President Joe Biden unveiled a comprehensive plan on May 16 that aims to close the affordable housing supply gap over the next five years and help renters struggling with high housing costs.

The plan comes at a critical time for the US housing market. By some estimates, there is a national shortage of about seven million affordable housing units for low-income households. Meanwhile, the US Census Bureau found that the rental vacancy rate, which measures the number of rental units available, fell to its lowest point since 1984 during the first quarter of the year. Together, these issues could force many people into homelessness as rents and house prices continue to climb.

“Now we need the federal government to undo some of the damage done over the past half-century, namely, by addressing racial inequality and the environmental costs of sprawl.”

“This shortfall [of affordable homes] strains family budgets, drives up inflation, limits economic growth, fuels residential segregation and exacerbates climate change,” Biden said in a statement. “Rising housing costs have weighed on families of all incomes, with a particular impact on low- and middle-income families, as well as people and communities of color.”

Housing has been a central part of Biden’s legislative agenda since entering the White House in January 2021. Since then, Biden has signed an executive order directing the federal government to address his legacy of housing discrimination, building capacity of the Ministry of Housing and Urban Development. to prosecute fair housing cases and restored funding to thousands of local homelessness resolution programs.

But several parts of Biden’s housing legislative package remain stalled in a divided Congress. For example, the Build Back Better Act contained approximately $170 billion in new housing initiatives, including funding for 300,000 additional housing vouchers and $25 billion to expand emergency housing assistance programs across the country.

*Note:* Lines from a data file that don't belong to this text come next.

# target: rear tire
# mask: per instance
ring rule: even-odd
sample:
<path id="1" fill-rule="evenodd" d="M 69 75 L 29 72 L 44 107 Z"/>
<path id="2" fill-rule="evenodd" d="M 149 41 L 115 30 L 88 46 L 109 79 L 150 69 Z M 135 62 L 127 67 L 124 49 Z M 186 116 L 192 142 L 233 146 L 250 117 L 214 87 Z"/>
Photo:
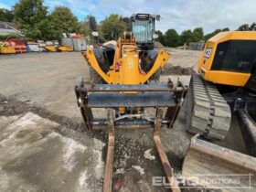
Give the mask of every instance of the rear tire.
<path id="1" fill-rule="evenodd" d="M 105 83 L 104 80 L 91 67 L 90 67 L 90 80 L 94 84 Z"/>
<path id="2" fill-rule="evenodd" d="M 159 81 L 160 80 L 160 75 L 161 75 L 161 69 L 159 68 L 155 73 L 154 73 L 153 76 L 149 79 L 150 80 L 155 80 L 155 81 Z"/>

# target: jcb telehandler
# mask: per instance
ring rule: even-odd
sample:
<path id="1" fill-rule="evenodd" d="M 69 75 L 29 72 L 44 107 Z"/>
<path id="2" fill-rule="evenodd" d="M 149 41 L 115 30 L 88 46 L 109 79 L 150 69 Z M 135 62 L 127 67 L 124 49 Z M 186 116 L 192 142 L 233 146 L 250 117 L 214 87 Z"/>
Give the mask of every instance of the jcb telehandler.
<path id="1" fill-rule="evenodd" d="M 173 191 L 179 191 L 161 144 L 160 128 L 172 126 L 187 87 L 171 80 L 152 83 L 159 79 L 159 69 L 170 57 L 164 49 L 154 49 L 155 23 L 159 18 L 160 16 L 149 14 L 133 15 L 132 31 L 124 32 L 115 44 L 90 48 L 83 53 L 91 68 L 92 83 L 86 86 L 82 80 L 75 91 L 87 130 L 108 126 L 105 192 L 112 191 L 114 130 L 148 127 L 154 128 L 154 140 L 170 187 Z M 94 119 L 91 108 L 107 109 L 108 119 Z M 155 108 L 155 118 L 146 116 L 145 108 Z M 165 109 L 166 112 L 163 117 Z"/>

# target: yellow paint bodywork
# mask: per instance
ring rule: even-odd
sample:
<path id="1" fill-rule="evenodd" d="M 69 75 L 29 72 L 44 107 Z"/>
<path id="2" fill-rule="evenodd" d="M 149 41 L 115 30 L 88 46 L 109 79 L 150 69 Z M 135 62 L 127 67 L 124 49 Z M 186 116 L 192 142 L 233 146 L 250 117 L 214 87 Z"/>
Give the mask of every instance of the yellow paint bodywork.
<path id="1" fill-rule="evenodd" d="M 199 59 L 197 71 L 208 81 L 243 87 L 250 79 L 251 73 L 210 69 L 218 44 L 228 40 L 256 40 L 256 31 L 221 32 L 208 39 Z M 209 55 L 207 54 L 208 50 L 210 50 Z"/>
<path id="2" fill-rule="evenodd" d="M 107 73 L 104 73 L 100 68 L 92 48 L 89 48 L 83 53 L 83 56 L 88 64 L 108 84 L 144 84 L 160 67 L 164 67 L 170 58 L 170 53 L 160 49 L 154 66 L 147 73 L 140 69 L 139 51 L 134 38 L 132 37 L 130 39 L 119 38 L 115 48 L 113 63 Z M 117 68 L 118 69 L 116 69 Z"/>

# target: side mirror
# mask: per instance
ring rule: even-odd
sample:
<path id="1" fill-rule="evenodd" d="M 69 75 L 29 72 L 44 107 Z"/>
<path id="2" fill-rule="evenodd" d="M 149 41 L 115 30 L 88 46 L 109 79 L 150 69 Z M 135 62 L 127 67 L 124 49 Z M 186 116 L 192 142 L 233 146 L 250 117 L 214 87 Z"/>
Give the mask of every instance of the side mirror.
<path id="1" fill-rule="evenodd" d="M 153 38 L 154 38 L 154 39 L 158 38 L 158 35 L 157 35 L 157 34 L 155 34 L 155 34 L 153 34 Z"/>
<path id="2" fill-rule="evenodd" d="M 92 31 L 92 32 L 91 32 L 91 35 L 92 35 L 93 37 L 99 37 L 99 32 L 98 32 L 98 31 Z"/>

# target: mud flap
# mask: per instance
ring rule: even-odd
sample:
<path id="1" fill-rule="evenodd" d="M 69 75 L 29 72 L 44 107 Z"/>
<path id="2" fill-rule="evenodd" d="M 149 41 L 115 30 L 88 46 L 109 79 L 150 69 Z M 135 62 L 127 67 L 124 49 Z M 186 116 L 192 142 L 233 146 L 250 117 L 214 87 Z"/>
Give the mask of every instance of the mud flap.
<path id="1" fill-rule="evenodd" d="M 182 176 L 193 186 L 223 191 L 256 191 L 256 158 L 196 135 L 184 160 Z"/>

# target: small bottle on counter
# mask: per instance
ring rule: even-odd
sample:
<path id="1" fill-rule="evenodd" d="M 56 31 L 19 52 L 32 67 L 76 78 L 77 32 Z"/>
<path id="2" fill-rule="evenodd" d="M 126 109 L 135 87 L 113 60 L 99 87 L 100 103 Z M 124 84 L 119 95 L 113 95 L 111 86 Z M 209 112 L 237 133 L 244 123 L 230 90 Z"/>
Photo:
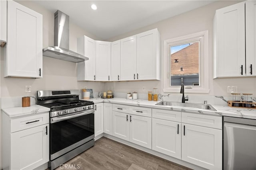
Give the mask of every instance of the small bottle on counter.
<path id="1" fill-rule="evenodd" d="M 154 93 L 153 93 L 153 100 L 154 101 L 157 101 L 158 99 L 158 91 L 157 90 L 157 88 L 154 88 Z"/>
<path id="2" fill-rule="evenodd" d="M 148 92 L 148 100 L 149 101 L 152 101 L 152 92 Z"/>

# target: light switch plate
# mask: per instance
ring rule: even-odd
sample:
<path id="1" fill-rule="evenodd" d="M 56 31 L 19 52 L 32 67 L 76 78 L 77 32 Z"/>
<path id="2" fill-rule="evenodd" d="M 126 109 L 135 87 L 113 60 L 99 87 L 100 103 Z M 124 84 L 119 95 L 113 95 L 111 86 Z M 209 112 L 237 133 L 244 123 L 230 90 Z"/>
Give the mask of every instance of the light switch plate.
<path id="1" fill-rule="evenodd" d="M 25 86 L 25 92 L 26 93 L 31 92 L 31 86 Z"/>
<path id="2" fill-rule="evenodd" d="M 227 92 L 229 93 L 237 93 L 237 86 L 228 86 Z"/>

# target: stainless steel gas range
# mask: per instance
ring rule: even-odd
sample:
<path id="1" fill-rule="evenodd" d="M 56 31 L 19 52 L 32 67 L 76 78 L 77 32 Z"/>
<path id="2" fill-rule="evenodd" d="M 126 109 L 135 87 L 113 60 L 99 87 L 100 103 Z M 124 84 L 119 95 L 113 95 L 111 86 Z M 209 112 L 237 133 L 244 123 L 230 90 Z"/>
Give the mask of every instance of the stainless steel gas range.
<path id="1" fill-rule="evenodd" d="M 50 109 L 51 170 L 94 145 L 94 103 L 79 100 L 79 94 L 78 90 L 37 91 L 37 104 Z"/>

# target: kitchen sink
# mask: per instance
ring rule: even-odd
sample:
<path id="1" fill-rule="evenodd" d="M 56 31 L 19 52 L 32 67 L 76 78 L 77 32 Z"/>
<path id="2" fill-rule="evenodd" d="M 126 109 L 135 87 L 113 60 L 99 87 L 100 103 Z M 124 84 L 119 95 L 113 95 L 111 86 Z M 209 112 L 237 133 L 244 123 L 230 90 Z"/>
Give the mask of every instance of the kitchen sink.
<path id="1" fill-rule="evenodd" d="M 157 106 L 170 106 L 186 107 L 191 109 L 204 109 L 211 111 L 216 111 L 215 109 L 210 104 L 198 104 L 196 103 L 180 103 L 174 102 L 162 101 L 155 104 Z"/>

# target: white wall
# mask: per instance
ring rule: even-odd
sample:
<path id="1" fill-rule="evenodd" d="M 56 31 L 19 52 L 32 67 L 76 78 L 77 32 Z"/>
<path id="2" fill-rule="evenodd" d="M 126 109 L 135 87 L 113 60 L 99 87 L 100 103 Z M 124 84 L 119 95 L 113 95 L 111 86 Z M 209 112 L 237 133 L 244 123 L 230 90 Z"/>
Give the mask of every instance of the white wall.
<path id="1" fill-rule="evenodd" d="M 163 52 L 163 41 L 164 40 L 208 30 L 209 34 L 208 68 L 210 92 L 209 94 L 198 94 L 228 96 L 230 94 L 227 93 L 226 86 L 237 86 L 239 92 L 253 93 L 255 96 L 256 94 L 256 78 L 255 77 L 213 79 L 213 19 L 215 10 L 239 2 L 240 1 L 218 1 L 153 24 L 110 39 L 107 41 L 113 41 L 157 28 L 161 35 L 161 67 L 162 68 L 164 57 Z M 227 64 L 228 64 L 227 63 Z M 163 71 L 163 70 L 162 69 L 161 78 L 162 80 L 164 76 L 162 74 Z M 145 81 L 108 82 L 106 83 L 106 87 L 107 89 L 113 88 L 115 92 L 128 92 L 136 91 L 140 93 L 146 93 L 148 90 L 152 90 L 153 88 L 158 88 L 158 91 L 160 93 L 163 94 L 163 81 Z M 142 86 L 145 86 L 146 88 L 146 90 L 145 91 L 142 91 Z"/>
<path id="2" fill-rule="evenodd" d="M 22 5 L 43 15 L 43 47 L 53 46 L 54 12 L 31 1 L 17 1 Z M 76 51 L 77 37 L 86 35 L 96 39 L 96 36 L 70 21 L 70 49 Z M 2 52 L 2 48 L 1 48 Z M 80 89 L 84 86 L 94 91 L 102 91 L 104 83 L 77 82 L 75 63 L 43 57 L 43 78 L 32 79 L 3 77 L 3 56 L 1 55 L 1 97 L 2 98 L 35 96 L 36 92 L 44 90 Z M 31 93 L 25 93 L 25 86 L 32 86 Z"/>

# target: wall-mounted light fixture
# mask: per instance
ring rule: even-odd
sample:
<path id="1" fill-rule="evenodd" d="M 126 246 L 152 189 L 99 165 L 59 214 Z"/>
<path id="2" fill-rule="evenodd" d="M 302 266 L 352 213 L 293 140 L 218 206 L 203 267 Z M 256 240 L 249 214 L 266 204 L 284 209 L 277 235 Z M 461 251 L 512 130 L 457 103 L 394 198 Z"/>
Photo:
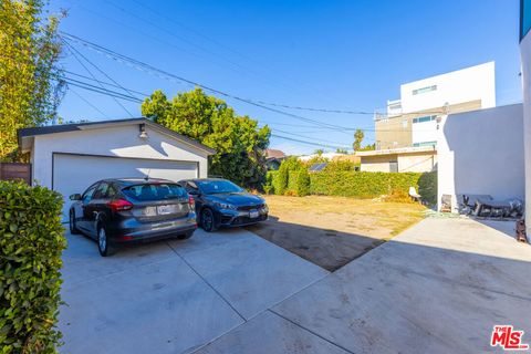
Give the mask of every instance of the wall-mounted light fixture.
<path id="1" fill-rule="evenodd" d="M 140 139 L 147 139 L 148 136 L 147 136 L 147 132 L 146 132 L 146 124 L 142 123 L 138 127 L 139 127 L 139 131 L 140 131 L 140 134 L 138 134 L 138 137 Z"/>

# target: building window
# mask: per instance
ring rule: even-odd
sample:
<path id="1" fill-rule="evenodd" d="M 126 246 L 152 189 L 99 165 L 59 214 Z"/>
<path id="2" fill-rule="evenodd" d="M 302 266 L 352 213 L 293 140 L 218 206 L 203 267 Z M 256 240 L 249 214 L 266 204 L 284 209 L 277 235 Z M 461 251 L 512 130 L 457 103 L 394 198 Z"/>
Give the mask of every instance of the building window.
<path id="1" fill-rule="evenodd" d="M 425 123 L 425 122 L 431 122 L 435 119 L 437 119 L 436 115 L 427 115 L 424 117 L 413 118 L 413 123 Z"/>
<path id="2" fill-rule="evenodd" d="M 436 91 L 436 90 L 437 90 L 437 85 L 426 86 L 426 87 L 413 90 L 413 94 L 418 95 L 420 93 L 431 92 L 431 91 Z"/>
<path id="3" fill-rule="evenodd" d="M 531 0 L 520 0 L 520 40 L 531 30 Z"/>

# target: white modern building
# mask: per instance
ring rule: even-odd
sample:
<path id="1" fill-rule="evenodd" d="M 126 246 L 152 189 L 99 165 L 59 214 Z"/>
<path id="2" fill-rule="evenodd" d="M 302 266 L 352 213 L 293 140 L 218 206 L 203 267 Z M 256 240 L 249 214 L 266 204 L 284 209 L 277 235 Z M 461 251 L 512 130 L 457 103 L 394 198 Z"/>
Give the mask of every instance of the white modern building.
<path id="1" fill-rule="evenodd" d="M 440 116 L 494 106 L 494 62 L 405 83 L 375 115 L 376 148 L 434 146 Z"/>
<path id="2" fill-rule="evenodd" d="M 525 154 L 525 226 L 529 238 L 531 236 L 531 0 L 521 0 L 520 2 L 520 53 Z"/>
<path id="3" fill-rule="evenodd" d="M 497 200 L 525 195 L 522 104 L 444 116 L 437 144 L 440 208 L 450 196 L 458 211 L 458 195 L 488 195 Z"/>

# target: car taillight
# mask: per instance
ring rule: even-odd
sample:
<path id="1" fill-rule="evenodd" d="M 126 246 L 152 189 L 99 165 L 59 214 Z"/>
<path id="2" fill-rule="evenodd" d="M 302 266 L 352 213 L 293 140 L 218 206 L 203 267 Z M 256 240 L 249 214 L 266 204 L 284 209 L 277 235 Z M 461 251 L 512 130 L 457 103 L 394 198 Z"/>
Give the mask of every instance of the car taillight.
<path id="1" fill-rule="evenodd" d="M 133 204 L 125 199 L 111 200 L 107 202 L 107 206 L 110 206 L 114 211 L 129 210 L 133 208 Z"/>

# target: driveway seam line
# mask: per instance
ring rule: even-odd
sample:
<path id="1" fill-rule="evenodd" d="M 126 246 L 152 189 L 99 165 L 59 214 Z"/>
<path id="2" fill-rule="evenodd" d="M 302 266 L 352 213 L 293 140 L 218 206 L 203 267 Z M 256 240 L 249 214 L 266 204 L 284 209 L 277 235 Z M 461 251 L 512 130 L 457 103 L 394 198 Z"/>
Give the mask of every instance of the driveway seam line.
<path id="1" fill-rule="evenodd" d="M 179 252 L 177 252 L 177 250 L 175 250 L 171 244 L 169 244 L 168 242 L 166 242 L 166 244 L 168 244 L 168 247 L 175 252 L 175 254 L 177 254 L 183 260 L 183 262 L 185 262 L 186 266 L 188 266 L 197 274 L 197 277 L 199 277 L 208 287 L 210 287 L 210 289 L 212 289 L 214 292 L 216 292 L 218 296 L 220 296 L 230 306 L 230 309 L 232 309 L 232 311 L 235 311 L 240 316 L 241 320 L 243 320 L 243 323 L 247 322 L 246 317 L 243 317 L 243 315 L 238 310 L 236 310 L 236 308 L 227 299 L 225 299 L 225 296 L 216 288 L 214 288 L 214 285 L 210 284 L 208 280 L 205 279 L 205 277 L 199 274 L 199 272 Z"/>
<path id="2" fill-rule="evenodd" d="M 326 339 L 326 337 L 322 336 L 321 334 L 319 334 L 319 333 L 316 333 L 316 332 L 314 332 L 314 331 L 312 331 L 312 330 L 310 330 L 310 329 L 306 329 L 305 326 L 303 326 L 303 325 L 301 325 L 301 324 L 299 324 L 299 323 L 294 322 L 294 321 L 293 321 L 293 320 L 291 320 L 291 319 L 288 319 L 288 317 L 287 317 L 287 316 L 284 316 L 284 315 L 281 315 L 280 313 L 275 312 L 274 310 L 271 310 L 271 309 L 269 309 L 269 310 L 267 310 L 267 311 L 270 311 L 271 313 L 273 313 L 273 314 L 278 315 L 279 317 L 281 317 L 281 319 L 284 319 L 285 321 L 290 322 L 291 324 L 293 324 L 293 325 L 296 325 L 298 327 L 300 327 L 300 329 L 302 329 L 302 330 L 304 330 L 304 331 L 306 331 L 306 332 L 309 332 L 309 333 L 311 333 L 311 334 L 313 334 L 313 335 L 315 335 L 315 336 L 320 337 L 321 340 L 323 340 L 323 341 L 325 341 L 325 342 L 327 342 L 327 343 L 332 344 L 333 346 L 336 346 L 336 347 L 339 347 L 340 350 L 343 350 L 343 351 L 345 351 L 346 353 L 350 353 L 350 354 L 355 354 L 354 352 L 352 352 L 352 351 L 347 350 L 346 347 L 344 347 L 344 346 L 342 346 L 342 345 L 340 345 L 340 344 L 336 344 L 336 343 L 332 342 L 331 340 L 329 340 L 329 339 Z"/>
<path id="3" fill-rule="evenodd" d="M 296 294 L 299 294 L 301 291 L 304 291 L 304 290 L 306 290 L 308 288 L 312 287 L 313 284 L 316 284 L 316 283 L 319 283 L 320 281 L 324 280 L 325 278 L 330 277 L 331 274 L 332 274 L 332 273 L 327 273 L 327 274 L 324 274 L 323 277 L 321 277 L 321 278 L 319 278 L 319 279 L 315 279 L 315 280 L 313 280 L 313 281 L 312 281 L 312 282 L 310 282 L 309 284 L 306 284 L 306 285 L 304 285 L 303 288 L 301 288 L 301 289 L 296 290 L 295 292 L 293 292 L 293 293 L 291 293 L 291 294 L 287 295 L 287 296 L 285 296 L 285 298 L 283 298 L 282 300 L 279 300 L 279 301 L 277 301 L 275 303 L 273 303 L 273 304 L 272 304 L 272 305 L 270 305 L 269 308 L 267 308 L 267 309 L 263 309 L 262 311 L 260 311 L 260 312 L 258 312 L 258 313 L 253 314 L 251 317 L 249 317 L 249 320 L 248 320 L 248 321 L 251 321 L 252 319 L 254 319 L 254 317 L 257 317 L 257 316 L 261 315 L 262 313 L 267 312 L 268 310 L 271 310 L 272 308 L 274 308 L 274 306 L 277 306 L 277 305 L 280 305 L 282 302 L 284 302 L 284 301 L 287 301 L 287 300 L 289 300 L 289 299 L 291 299 L 291 298 L 295 296 L 295 295 L 296 295 Z"/>

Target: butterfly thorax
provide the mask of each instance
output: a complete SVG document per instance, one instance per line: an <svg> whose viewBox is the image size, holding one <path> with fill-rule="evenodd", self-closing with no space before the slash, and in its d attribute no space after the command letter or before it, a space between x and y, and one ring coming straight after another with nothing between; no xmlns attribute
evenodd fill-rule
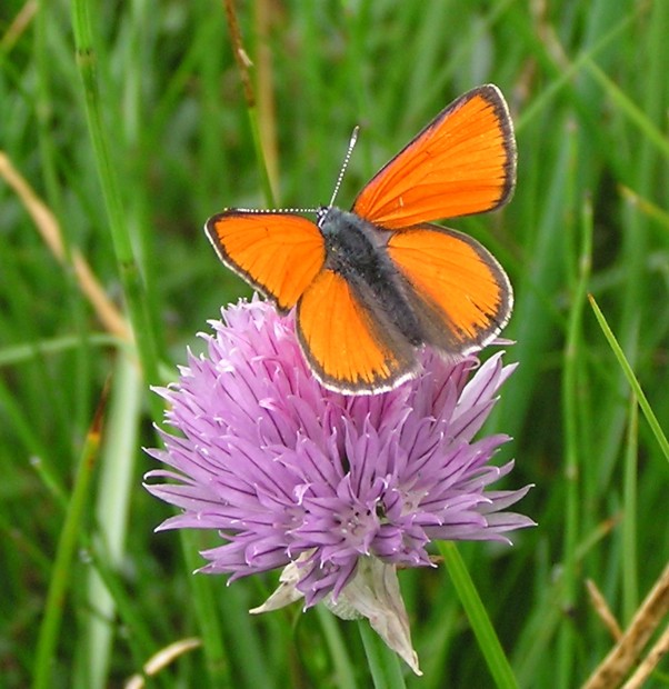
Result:
<svg viewBox="0 0 669 689"><path fill-rule="evenodd" d="M346 278L357 298L381 307L383 318L413 344L423 342L401 277L386 251L391 231L336 207L319 209L317 224L326 242L326 270Z"/></svg>

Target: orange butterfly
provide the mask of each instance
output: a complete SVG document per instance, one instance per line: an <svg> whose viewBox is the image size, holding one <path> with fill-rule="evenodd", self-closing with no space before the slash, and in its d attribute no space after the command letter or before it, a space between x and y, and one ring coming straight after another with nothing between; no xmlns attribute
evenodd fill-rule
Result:
<svg viewBox="0 0 669 689"><path fill-rule="evenodd" d="M516 183L507 103L492 84L442 110L358 194L316 223L230 209L207 221L220 259L271 299L297 304L297 334L323 386L350 395L416 376L425 344L453 359L509 320L511 284L478 241L431 220L495 210Z"/></svg>

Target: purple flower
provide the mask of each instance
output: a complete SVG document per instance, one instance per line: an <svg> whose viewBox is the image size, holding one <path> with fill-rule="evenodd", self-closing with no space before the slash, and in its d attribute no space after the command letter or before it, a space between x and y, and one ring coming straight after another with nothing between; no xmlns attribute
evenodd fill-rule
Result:
<svg viewBox="0 0 669 689"><path fill-rule="evenodd" d="M367 617L418 672L397 566L432 566L433 540L508 541L533 525L505 511L529 487L488 490L513 466L488 463L508 437L473 439L515 366L426 352L416 379L351 397L313 378L292 316L253 300L211 326L207 355L189 352L179 382L158 390L180 435L161 431L166 449L149 450L173 470L148 472L147 488L183 510L159 529L216 529L201 571L284 568L254 611L326 599Z"/></svg>

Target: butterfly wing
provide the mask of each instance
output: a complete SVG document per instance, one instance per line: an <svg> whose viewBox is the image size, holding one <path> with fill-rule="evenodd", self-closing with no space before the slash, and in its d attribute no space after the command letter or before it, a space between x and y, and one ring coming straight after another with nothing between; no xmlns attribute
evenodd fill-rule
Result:
<svg viewBox="0 0 669 689"><path fill-rule="evenodd" d="M362 189L353 212L398 229L506 203L516 183L509 109L492 84L442 110Z"/></svg>
<svg viewBox="0 0 669 689"><path fill-rule="evenodd" d="M210 218L204 231L223 263L282 312L297 303L326 260L318 227L292 213L228 210Z"/></svg>
<svg viewBox="0 0 669 689"><path fill-rule="evenodd" d="M373 296L339 272L322 270L300 298L297 332L317 378L348 393L389 390L418 368L415 349L379 310Z"/></svg>
<svg viewBox="0 0 669 689"><path fill-rule="evenodd" d="M511 314L509 278L478 241L422 224L393 232L388 256L406 281L406 296L426 342L449 355L486 346Z"/></svg>

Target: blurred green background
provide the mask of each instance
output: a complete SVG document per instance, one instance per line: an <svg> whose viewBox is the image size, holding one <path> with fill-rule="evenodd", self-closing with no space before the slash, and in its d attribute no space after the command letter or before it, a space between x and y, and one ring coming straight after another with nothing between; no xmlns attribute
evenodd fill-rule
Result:
<svg viewBox="0 0 669 689"><path fill-rule="evenodd" d="M507 487L536 483L518 508L539 526L460 551L518 685L581 686L613 643L586 580L625 628L669 556L667 457L587 301L666 427L669 3L254 0L236 19L252 110L220 2L0 9L0 685L120 687L197 637L153 686L370 686L353 623L251 618L276 578L193 577L211 539L152 533L170 512L141 488L148 386L249 294L201 228L271 203L254 130L274 203L313 207L360 124L346 208L448 102L493 82L517 128L516 196L449 224L515 286L520 366L487 428L513 436L499 461L517 459ZM408 686L492 686L447 573L401 581L425 671ZM668 685L665 661L646 686Z"/></svg>

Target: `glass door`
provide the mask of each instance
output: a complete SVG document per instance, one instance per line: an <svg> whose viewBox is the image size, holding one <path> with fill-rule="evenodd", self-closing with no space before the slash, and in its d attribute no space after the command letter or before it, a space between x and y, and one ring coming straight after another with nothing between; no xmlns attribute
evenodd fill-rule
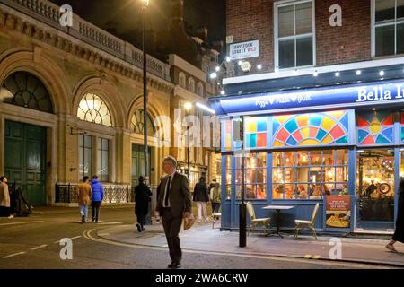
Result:
<svg viewBox="0 0 404 287"><path fill-rule="evenodd" d="M394 151L357 152L356 230L394 229Z"/></svg>

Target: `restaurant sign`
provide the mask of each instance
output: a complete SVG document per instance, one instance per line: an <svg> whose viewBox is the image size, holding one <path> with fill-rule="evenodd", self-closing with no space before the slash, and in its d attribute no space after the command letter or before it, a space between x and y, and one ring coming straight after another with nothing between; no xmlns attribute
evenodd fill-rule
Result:
<svg viewBox="0 0 404 287"><path fill-rule="evenodd" d="M241 60L259 56L259 44L258 40L230 45L230 58L232 60Z"/></svg>
<svg viewBox="0 0 404 287"><path fill-rule="evenodd" d="M351 196L326 197L326 227L349 228L351 222Z"/></svg>
<svg viewBox="0 0 404 287"><path fill-rule="evenodd" d="M404 102L404 81L367 85L305 89L221 98L212 106L218 114L285 112L302 109L348 108Z"/></svg>

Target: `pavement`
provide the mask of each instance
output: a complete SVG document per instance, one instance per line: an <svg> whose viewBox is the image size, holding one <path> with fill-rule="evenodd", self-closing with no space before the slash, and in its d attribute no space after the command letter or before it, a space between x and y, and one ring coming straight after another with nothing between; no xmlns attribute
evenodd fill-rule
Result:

Senator Joe Manchin, Democrat of West Virginia, effectively killed the package and forced the Biden administration to try to pass housing investments separately, much to the chagrin of housing experts.

“As rents rise, homelessness increases, public housing deteriorates, and millions of families struggle to keep a roof over their heads, strong federal investment and action is badly needed. and long overdue,” said Diane Yentel, CEO of the National Low Income Housing Coalition. in a report. “I commend President Biden for taking important and decisive action, but the administration cannot solve the crisis alone.”

To help inspire local governments to address their own housing issues, Biden’s plan aims to mobilize more than $6 billion in federal transportation funding to reward jurisdictions that eliminate exclusionary zoning ordinances and promote density. and rural mainstreet revitalization projects. Localities that have already taken these steps will be prioritized for grants to continue their work, according to the plan.

“The administration’s commitment to using federal transportation funds to reduce restrictive local zoning laws, which can inhibit or prohibit apartment building and are often deeply rooted in racial exclusion, is particularly promising,” Yentel said.


For Nancy Kwak, who teaches urban studies at the University of California, San Diego, Biden’s plan represents a promising move to address the country’s affordability challenges at the federal level. These challenges, Kwak argues, are rooted in the government’s discriminatory housing policies of the 1930s.

For example, New Deal-era federal policies helped promote redlining, increasing the housing stock in the United States while separating landlords. The process worked in two ways. On the one hand, the Federal Housing Administration, which insured mortgages, told banks in its underwriting manual that the agency would not insure mortgages to borrowers of color, which effectively prevented homeowners of color to settle in predominantly white neighborhoods.

On the other hand, the Homeowners Loan Corporation, which was responsible for hiring and training home appraisers, created a neighborhood grading system that made it less desirable for banks to lend to residents of communities of color.

“Clearly, the federal government can craft policies that radically transform access to housing,” Kwak told The Progressive. “Now we need the federal government to undo some of the damage done over the past half-century, namely, by addressing racial inequality and the environmental costs of sprawl.”

The impact of urbanization on the environment has attracted the attention of academics and researchers in recent years. According to a study by Yale University’s Seto Lab, the highest rate of urbanization will most likely occur in “biodiversity hotspots” and could have a far-reaching impact on the environment.

For example, increased urbanization could lead to loss of land for agricultural production, thus putting additional pressure on land resources. Urban expansion could also alter local weather patterns, which impacts local vegetation.

Among other things, Biden’s plan seeks to counteract the environmental impacts of increased housing development by focusing on density rather than building new single-family homes. The plan also aims to spend $25 billion to fund the production of more than 500,000 units for low-to-moderate income rental housing, including modular homes, manufactured homes and those catering to intergenerational households.

“Americans haven’t always lived in low-density residential neighborhoods,” Kwak says. “Biden’s plan rewards communities that move away from that kind of legacy.”